Monsieur le président, monsieur le secrétaire d'État, mes chers collègues, il peut paraître surprenant de devoir délibérer dans des délais aussi brefs sur le statut juridique de l'organisme gestionnaire du parc naturel régional de Camargue. Mais, comme l'ont excellemment rappelé M. le rapporteur et l'orateur précédent, le feuilleton chaotique des statuts successifs, régulièrement remis en cause à la suite de recours et de jugements négatifs répétés, nous conduit aujourd'hui à cette démarche tout à fait exceptionnelle.

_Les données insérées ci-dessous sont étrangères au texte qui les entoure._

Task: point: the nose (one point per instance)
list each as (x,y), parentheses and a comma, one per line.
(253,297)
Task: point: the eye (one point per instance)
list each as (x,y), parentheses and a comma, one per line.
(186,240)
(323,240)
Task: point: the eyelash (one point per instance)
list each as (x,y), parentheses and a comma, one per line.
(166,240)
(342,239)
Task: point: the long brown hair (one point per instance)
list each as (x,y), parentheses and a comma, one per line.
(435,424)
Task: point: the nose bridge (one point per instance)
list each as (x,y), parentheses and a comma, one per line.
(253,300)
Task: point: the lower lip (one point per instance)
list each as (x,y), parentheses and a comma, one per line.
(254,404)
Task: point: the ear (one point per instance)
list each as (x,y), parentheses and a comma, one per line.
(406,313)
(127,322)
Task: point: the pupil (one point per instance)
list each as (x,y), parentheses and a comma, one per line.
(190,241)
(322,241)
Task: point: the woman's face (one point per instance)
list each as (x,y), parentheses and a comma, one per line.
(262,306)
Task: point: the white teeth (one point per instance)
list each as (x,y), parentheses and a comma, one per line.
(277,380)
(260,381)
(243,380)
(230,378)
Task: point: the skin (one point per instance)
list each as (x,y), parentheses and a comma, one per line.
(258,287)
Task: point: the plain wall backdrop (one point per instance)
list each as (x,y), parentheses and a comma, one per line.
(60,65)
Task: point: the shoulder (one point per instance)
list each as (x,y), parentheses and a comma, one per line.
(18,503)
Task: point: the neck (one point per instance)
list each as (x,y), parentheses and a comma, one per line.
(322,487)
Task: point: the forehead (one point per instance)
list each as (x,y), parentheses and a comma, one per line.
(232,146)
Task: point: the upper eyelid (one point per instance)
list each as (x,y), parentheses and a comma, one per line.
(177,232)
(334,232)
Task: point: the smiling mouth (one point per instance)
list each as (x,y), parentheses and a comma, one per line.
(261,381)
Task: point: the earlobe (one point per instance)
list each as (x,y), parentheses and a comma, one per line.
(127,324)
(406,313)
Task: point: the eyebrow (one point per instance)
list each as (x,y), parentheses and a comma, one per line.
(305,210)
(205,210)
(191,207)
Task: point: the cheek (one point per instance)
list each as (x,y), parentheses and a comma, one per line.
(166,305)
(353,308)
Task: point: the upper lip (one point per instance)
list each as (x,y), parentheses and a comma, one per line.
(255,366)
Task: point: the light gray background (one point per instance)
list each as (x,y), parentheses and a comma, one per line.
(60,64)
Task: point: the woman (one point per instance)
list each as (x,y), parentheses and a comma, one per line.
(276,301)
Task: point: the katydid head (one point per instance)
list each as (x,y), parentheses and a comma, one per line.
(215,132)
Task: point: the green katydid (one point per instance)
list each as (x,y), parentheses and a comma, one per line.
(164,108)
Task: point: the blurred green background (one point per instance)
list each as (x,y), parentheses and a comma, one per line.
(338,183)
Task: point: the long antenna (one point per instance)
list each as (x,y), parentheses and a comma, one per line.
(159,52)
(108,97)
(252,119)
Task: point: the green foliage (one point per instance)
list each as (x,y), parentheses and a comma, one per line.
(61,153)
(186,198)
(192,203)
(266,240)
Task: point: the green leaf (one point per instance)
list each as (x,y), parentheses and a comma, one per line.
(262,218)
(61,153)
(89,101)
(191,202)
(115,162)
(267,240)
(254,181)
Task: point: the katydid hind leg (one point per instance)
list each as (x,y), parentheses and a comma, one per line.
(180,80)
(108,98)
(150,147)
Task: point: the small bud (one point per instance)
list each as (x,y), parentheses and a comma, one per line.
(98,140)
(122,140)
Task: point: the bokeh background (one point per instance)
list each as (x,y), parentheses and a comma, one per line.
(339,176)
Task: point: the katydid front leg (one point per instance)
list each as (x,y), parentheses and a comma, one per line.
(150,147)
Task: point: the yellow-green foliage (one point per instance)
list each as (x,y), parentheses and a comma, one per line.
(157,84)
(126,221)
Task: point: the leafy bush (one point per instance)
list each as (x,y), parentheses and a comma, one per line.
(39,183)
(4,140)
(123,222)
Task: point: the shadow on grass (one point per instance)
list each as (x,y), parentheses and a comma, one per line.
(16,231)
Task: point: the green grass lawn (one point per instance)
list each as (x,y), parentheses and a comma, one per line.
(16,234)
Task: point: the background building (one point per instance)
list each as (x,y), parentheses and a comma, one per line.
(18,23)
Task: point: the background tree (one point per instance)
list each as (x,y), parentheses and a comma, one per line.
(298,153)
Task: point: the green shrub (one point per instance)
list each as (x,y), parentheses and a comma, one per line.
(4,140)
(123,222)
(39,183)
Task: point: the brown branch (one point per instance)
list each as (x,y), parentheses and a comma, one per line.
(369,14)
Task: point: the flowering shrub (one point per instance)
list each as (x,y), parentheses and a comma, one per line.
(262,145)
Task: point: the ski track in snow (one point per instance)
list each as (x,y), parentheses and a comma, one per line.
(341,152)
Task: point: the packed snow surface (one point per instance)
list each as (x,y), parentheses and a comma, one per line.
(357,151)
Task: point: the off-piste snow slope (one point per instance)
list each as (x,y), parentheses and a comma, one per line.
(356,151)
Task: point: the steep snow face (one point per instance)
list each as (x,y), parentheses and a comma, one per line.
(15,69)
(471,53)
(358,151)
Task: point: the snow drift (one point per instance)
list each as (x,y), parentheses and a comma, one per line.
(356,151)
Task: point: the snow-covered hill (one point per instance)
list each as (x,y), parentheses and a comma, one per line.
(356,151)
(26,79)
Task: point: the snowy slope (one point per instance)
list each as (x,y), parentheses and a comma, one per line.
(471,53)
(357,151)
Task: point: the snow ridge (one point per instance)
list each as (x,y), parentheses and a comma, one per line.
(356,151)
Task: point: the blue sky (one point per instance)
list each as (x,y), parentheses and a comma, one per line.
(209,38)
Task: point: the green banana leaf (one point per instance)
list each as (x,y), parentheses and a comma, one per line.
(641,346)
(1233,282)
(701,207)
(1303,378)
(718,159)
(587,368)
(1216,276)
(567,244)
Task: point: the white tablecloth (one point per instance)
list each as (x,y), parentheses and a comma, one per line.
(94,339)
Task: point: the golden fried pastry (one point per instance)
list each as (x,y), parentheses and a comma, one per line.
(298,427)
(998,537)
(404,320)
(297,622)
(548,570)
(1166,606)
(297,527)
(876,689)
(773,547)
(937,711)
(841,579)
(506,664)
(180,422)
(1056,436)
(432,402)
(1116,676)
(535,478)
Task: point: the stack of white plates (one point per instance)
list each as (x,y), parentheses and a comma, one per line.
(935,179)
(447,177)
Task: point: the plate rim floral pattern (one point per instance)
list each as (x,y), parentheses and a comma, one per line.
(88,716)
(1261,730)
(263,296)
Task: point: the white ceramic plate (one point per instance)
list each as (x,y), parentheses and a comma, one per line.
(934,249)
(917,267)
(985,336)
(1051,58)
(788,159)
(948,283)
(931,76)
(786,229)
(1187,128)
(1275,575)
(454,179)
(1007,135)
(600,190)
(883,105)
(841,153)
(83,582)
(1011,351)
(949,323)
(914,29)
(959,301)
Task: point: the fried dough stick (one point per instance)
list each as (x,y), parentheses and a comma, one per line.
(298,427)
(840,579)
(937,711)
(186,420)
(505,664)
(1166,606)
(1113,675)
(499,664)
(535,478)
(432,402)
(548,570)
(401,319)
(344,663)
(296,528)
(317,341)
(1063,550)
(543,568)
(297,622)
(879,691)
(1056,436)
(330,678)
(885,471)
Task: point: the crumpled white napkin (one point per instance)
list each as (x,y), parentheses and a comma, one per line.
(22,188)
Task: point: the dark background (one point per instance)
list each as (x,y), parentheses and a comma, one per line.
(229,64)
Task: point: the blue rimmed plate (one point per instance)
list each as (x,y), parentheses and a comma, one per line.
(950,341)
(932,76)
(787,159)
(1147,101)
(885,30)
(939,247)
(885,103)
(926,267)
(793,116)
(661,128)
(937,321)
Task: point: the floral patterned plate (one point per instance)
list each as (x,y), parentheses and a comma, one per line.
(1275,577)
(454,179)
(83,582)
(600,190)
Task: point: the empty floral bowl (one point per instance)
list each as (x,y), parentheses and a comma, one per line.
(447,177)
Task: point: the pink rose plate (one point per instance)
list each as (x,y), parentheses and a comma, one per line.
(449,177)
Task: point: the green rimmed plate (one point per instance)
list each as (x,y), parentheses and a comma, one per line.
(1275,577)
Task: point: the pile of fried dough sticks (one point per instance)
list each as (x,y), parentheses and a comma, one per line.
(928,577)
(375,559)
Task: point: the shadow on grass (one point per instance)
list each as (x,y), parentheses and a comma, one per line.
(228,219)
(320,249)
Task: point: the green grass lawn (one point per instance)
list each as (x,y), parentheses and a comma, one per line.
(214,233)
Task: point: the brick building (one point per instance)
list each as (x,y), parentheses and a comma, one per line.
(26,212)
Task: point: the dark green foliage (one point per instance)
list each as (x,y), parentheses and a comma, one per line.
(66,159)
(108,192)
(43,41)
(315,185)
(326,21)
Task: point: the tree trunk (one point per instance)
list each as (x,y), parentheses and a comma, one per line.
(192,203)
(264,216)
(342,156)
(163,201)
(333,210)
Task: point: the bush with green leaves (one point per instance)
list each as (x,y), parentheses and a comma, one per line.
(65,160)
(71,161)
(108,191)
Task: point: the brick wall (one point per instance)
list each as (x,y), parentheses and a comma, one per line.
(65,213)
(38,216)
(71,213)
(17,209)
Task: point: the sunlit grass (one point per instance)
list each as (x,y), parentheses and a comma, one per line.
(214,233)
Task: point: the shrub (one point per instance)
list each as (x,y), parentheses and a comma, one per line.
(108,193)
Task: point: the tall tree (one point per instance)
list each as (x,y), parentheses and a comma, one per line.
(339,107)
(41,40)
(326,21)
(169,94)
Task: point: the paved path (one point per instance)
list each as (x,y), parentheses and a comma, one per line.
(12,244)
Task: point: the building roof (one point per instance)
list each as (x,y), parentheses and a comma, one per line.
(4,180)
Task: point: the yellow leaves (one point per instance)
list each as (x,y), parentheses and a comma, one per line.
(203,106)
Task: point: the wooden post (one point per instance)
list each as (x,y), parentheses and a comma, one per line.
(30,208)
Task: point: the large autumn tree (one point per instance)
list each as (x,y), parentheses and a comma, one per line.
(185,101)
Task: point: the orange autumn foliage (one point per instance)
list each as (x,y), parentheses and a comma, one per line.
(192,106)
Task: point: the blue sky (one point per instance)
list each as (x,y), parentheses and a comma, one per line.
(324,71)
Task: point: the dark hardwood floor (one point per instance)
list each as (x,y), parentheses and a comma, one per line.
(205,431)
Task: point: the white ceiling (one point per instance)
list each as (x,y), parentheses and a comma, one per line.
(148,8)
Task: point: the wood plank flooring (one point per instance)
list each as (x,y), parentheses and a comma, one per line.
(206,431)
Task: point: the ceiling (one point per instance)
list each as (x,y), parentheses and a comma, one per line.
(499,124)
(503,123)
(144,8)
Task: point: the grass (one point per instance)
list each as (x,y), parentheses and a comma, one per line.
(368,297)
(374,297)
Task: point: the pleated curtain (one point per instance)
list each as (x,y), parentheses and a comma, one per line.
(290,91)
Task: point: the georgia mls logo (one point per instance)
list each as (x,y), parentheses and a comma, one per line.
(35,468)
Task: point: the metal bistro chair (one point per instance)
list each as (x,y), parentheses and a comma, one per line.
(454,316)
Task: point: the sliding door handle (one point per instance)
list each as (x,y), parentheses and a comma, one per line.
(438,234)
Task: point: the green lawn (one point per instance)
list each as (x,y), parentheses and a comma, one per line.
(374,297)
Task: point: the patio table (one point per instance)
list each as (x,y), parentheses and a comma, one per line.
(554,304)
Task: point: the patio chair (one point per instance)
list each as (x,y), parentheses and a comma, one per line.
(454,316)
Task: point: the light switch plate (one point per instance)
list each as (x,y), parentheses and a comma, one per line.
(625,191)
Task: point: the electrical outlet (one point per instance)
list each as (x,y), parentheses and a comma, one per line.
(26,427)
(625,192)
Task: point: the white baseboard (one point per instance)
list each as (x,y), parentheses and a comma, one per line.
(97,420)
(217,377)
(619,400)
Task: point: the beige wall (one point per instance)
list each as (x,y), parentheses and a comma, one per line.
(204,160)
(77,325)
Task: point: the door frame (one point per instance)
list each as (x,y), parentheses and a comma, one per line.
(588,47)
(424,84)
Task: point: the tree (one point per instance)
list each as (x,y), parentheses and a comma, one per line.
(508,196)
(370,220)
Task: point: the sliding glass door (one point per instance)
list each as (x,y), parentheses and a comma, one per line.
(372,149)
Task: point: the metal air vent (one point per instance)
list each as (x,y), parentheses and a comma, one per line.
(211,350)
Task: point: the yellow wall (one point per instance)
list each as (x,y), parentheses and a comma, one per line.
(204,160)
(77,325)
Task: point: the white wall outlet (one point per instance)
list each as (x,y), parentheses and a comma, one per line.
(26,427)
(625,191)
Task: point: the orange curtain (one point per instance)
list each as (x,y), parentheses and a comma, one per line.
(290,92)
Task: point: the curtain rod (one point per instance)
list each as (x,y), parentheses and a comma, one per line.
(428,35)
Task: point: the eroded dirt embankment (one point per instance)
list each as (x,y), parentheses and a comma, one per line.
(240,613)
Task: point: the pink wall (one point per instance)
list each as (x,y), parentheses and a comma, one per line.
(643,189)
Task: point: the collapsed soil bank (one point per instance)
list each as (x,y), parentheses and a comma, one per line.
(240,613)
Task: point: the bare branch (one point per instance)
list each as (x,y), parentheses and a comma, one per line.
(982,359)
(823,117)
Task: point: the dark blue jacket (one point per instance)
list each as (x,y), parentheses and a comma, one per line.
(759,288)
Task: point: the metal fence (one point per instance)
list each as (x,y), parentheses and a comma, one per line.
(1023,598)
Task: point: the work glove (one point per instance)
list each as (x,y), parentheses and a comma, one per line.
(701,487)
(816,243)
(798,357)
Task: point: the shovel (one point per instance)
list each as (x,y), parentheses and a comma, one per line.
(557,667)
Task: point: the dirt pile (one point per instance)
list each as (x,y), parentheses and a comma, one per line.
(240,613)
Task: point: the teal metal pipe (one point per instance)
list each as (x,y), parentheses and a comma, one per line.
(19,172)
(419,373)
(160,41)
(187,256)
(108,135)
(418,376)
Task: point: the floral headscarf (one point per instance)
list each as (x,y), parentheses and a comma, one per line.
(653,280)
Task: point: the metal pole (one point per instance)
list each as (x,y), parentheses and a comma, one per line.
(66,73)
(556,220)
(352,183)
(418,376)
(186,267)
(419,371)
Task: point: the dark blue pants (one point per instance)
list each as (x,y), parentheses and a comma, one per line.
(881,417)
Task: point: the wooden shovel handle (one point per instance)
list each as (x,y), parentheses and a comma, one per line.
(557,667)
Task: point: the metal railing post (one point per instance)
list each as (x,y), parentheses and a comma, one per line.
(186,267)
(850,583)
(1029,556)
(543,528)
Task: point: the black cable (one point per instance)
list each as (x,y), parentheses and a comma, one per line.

En tant que parlementaire et, surtout, en tant que vice-président de la Fédération des parcs naturels régionaux, je me fais l'interprète de tous les présidents de parcs pour vous dire ma très grande satisfaction, monsieur le secrétaire d'État, monsieur le rapporteur, et ma totale adhésion à ce texte tant attendu à la fois par ceux qui défendent la cause de ces parcs et par les trente-sept salariés du parc naturel régional de Camargue.
Nous attendons cet heureux dénouement depuis des années. Nous espérons que les statuts du PNR de Camargue seront ainsi définitivement consolidés et que l'emploi des salariés, qui se sont tant battus pour la survie de ce parc, sera enfin sécurisé.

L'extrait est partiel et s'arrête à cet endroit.